Google maps really shows how Heathrow is like a well oiled ‘machine’. The maps show so much detail, it is quite fascinating. Terminal 5 was a work in progress when the mapping plane took the photos. Here is hoping for updated images soon.
As a side note, Microsoft Live Maps has a stunning bird’s eye view of Heathrow. This is even more detailed than Google Maps. The fact you can rotate the viewpoint still amazes me.
Google Earth Gigapxl photo viewing
This is what the internet was designed for. I’m speechless at this, you read it right that is a 1000 megapixel image. Or put another way you would need a video wall of 10,000 television screens to capture as much information as that contained in a single exposure (!?).
Load up Google Earth 4.3 and in the sidebar find Layers then drilldown through ‘Gallery’ and turn on ‘Gigapxl Photos’.
Now look for a mountain icon with binoculars and click to bring up the dialogue.

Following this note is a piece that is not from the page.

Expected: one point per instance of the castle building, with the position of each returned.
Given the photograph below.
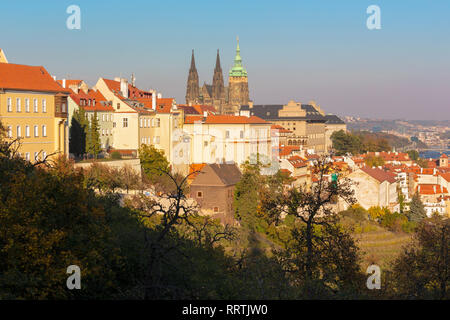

Finally, click ‘Fly into this ultra high-resolution photo’. Now you can move and zoom all the way into the photo using normal Google Earth controls. Truly astonishing level of detail.

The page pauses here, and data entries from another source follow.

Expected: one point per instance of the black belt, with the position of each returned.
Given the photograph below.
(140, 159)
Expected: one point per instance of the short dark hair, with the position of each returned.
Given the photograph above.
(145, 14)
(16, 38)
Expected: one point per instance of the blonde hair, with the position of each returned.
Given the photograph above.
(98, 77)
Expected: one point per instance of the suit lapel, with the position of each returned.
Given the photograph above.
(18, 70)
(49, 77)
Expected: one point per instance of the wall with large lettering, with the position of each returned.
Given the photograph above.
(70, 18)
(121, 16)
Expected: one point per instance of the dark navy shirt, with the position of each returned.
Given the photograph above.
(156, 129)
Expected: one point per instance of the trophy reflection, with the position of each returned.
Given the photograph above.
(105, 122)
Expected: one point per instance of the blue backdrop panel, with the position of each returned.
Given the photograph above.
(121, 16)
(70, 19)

- Locations of Gigapxl images
- Finding the Gigapxl images layer
Random live webcams from the internet
Media Converter – the free online audio and video converter
Media Converter is an awesome tool. Great for downloading and converting YouTube videos for your portable media player. Also able to just rip the audio from a video. Find a music video on YouTube you like and you can rip the audio to an MP3 file! Great stuff.